We had a long discussion about curses, and whether Christians today need to be afraid of them.  Not all of the students fear them, but some of them do.  They particularly worry that if they go against certain cultural practices and traditions, that they will inherit curses.  They want to follow Christ over culture but they are afraid that if they break tradition that relatives and other people will put curses on them.  They said even many bishops believe that these curses are real and powerful.  They said they've seen so many cases of people experiencing the curses so they know it is a real danger.  I'm not sure I totally convinced all of them, but I explained that bad things happen to all of us all the time, so what they see as curses might just be problems we experience on a regular basis in this broken world.

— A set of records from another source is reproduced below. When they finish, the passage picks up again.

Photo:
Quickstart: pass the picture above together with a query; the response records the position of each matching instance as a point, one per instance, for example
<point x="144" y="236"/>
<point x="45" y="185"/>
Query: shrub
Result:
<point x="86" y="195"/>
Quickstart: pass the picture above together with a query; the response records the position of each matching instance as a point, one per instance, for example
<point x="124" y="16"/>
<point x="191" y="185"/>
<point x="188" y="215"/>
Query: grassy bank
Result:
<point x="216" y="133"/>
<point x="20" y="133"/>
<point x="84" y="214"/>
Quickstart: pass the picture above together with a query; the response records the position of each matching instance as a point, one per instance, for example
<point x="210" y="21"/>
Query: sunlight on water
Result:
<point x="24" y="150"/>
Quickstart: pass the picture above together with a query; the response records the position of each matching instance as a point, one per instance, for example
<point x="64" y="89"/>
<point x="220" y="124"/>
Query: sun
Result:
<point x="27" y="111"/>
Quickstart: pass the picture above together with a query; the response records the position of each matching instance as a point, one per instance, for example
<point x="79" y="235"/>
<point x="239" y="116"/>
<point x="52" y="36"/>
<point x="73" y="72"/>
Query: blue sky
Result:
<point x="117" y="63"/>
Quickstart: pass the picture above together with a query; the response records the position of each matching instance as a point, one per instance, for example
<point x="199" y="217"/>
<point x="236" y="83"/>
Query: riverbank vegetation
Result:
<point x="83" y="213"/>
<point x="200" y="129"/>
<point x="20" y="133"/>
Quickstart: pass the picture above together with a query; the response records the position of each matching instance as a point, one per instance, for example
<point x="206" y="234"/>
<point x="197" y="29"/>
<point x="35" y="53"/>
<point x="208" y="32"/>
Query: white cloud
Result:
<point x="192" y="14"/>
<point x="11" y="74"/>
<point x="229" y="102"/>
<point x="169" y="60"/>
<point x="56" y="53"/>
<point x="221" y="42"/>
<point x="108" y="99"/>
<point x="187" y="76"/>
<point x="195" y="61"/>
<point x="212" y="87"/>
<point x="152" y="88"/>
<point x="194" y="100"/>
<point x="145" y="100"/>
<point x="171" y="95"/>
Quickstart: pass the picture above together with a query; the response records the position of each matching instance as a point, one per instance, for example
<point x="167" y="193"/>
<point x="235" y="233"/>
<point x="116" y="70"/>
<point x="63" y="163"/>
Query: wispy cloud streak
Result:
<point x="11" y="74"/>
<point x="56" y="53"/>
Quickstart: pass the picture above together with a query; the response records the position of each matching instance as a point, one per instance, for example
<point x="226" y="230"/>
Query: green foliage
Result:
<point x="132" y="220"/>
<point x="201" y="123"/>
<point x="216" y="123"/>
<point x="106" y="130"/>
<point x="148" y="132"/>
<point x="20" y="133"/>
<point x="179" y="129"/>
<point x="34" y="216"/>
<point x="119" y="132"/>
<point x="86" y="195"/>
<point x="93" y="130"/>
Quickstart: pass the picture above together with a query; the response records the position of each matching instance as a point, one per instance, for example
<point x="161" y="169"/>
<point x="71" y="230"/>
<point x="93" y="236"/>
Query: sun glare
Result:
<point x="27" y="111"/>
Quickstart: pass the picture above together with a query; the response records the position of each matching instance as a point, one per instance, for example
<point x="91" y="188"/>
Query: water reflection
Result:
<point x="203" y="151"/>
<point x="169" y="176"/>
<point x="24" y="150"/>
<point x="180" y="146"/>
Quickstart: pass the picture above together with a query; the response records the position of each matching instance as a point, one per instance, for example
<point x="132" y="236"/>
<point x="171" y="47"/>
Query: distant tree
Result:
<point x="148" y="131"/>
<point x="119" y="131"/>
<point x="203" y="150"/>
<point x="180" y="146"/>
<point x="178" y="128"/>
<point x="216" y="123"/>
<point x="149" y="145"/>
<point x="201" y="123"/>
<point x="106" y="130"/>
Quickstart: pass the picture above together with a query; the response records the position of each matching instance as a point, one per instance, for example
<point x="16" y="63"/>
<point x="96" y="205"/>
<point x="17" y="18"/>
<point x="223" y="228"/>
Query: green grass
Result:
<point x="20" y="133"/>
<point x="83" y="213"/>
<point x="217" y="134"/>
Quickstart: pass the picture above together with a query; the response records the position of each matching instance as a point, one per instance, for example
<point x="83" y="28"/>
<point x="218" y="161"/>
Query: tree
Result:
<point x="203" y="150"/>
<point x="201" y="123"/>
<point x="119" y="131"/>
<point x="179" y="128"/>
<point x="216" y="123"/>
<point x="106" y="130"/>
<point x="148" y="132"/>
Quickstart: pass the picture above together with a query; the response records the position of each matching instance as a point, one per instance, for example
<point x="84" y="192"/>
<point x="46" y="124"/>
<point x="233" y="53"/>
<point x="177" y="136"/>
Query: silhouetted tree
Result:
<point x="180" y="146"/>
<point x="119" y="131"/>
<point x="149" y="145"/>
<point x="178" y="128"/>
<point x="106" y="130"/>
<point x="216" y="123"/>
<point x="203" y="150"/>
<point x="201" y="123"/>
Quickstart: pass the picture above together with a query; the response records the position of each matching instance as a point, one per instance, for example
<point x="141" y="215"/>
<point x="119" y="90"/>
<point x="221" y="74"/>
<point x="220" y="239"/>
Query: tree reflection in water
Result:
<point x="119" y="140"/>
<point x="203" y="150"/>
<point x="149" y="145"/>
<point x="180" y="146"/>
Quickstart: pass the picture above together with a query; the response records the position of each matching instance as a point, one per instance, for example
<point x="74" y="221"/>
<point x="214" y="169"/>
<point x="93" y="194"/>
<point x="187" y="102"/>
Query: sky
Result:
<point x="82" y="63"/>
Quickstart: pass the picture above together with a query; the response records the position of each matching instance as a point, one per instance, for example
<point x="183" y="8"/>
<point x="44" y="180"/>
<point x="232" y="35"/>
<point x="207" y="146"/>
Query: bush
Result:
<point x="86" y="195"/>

I also explained that curses do not have power on their own, but I believe if something is happening to someone because of a curse, then it is either power coming from God or from Satan.  They seemed to agree with this, but then wondered if God was the one making the curse happen.  I explained why I don't think God would do that, and also that we do not need to fear Satan's power because of Christ.  But it is a topic that challenges me.  What about the curses we see in the Bible?  For example, look at how Elisha called down a curse on people who insulted him and they were killed.  Would God work through a curse we speak today?  As Western Christians we too easily dismiss the power of people's words.  But perhaps God honors our blessings and curses of people more directly than we tend to think?  It's something I need to study more.

I never missed a chance to teach against the prosperity gospel.  I have found that many of the students did not actually believe the prosperity gospel.  They don't truly think people will be healed every time.  But what may be even more disturbing is that a few of them and some other preachers will still promise healing during church services to the congregation - "Trust in Christ and your sins will be forgiven and you will be healed from all your diseases right now."  They said people won't want to listen to you if you can't promise solutions for them.  They want to give people hope.  Thankfully, I don't think any of the Berea students will ever preach like this again.  I have thoroughly convinced them of the errors of the prosperity gospel and the need to preach honestly regardless of whether it attracts people or not.

When teaching about Gnosticism, an ancient heresy in the time of the early church, I explained that the Gnostics valued secret knowledge in order to gain salvation.  I asked whether Christians in Kenya ever try to guard knowledge of salvation as a secret.  I received a very clear "no."  But then I asked whether Christians in Kenya ever try to guard any knowledge as a secret and I found out that it is really common to guard knowledge that can be used to make money.  So some people refrain from sharing good ideas with their neighbors and keep their skilled knowledge to themselves.  One of my students said she does this also.  Thankfully all of the other students disagreed with her and tried to convince her this was not loving but selfish.  They mentioned to her how Sara freely taught all of them so many different good skills like baking, and agricultural methods, instead of guarding that teaching or charging for it.  And they want to follow Sara's example.

When discussing sin one day, I found out that a lot of my male students really were confused about what to think about lust.  Some of these poor male students were thinking that just seeing a beautiful woman was sinful lust.  They were quite relieved when I said it is not wrong to notice beauty, but wrong to then purposefully dwell on thoughts of that woman or mentally undress her, etc.  They were feeling guilty for being in town and having a immodestly dressed woman walk past them.  It was nice to give them some relief, though we also discussed how to fight against lust.

Teaching these students was very fun most of the time, despite some frustrations and challenges.  I will miss them.  I will miss most of all the vigorous class discussions and ping pong.  It's hard to move, but some of these students we will still get to see as we keep coming back to Kenya periodically to give trainings.